Pre-diabetes prevention should also include exercise. It helps us use insulin that we produce to convert food we eat into energy. This keeps our blood glucose lower. So, if you have a piece of cake or pie for dessert, follow it up by going for a brisk walk or a bike ride.
Pre-diabetes can increase your chances of getting heart disease or having a stroke, but the good news is that you do have the power to lower those risks. With weight control, regular exercise and a nutritious diet, there is no reason why you shouldn’t be able to turn things around.
If you suspect that you might have diabetes, don’t shy away from getting help. Tests to determine whether or not you do have the disease are not that difficult to go through. In most cases, to confirm the diagnosis of type-2 diabetes, a fasting plasma glucose test will be conducted. According to the American Diabetes Association, this is the preferred testing method because it is quick, easy and not expensive. Before taking the test, people are not allowed to eat for up to eight hours. During the test, blood is drawn and then sent to a lab for analysis.
Normal blood sugar (fasting glucose) is between 70 and 100 milligrams per deciliter for those who do not have diabetes.

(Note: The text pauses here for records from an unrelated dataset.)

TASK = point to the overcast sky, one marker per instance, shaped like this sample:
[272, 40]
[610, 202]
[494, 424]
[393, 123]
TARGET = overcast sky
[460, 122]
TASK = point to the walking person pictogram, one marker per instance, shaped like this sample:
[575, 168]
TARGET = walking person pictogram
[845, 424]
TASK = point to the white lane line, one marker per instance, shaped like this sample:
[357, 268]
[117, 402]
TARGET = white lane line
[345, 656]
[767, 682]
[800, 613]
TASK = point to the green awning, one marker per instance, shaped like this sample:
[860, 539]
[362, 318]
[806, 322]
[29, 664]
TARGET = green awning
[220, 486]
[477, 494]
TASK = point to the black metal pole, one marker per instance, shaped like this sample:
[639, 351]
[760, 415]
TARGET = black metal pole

A diagnosis of diabetes is made when two separate tests show that your fasting blood glucose level is greater or equal to 126 mg/dL. If you have risk factors for diabetes or symptoms, your doctor just might do a glucose tolerance test to make sure you don’t have the disease. This oral glucose test measures the body’s ability to use sugar. Some people have normal fasting blood sugar readings, but their blood sugar rises when they eat. These people have what is called impaired glucose intolerance. If their blood sugar is high enough, they could also be diagnosed with diabetes.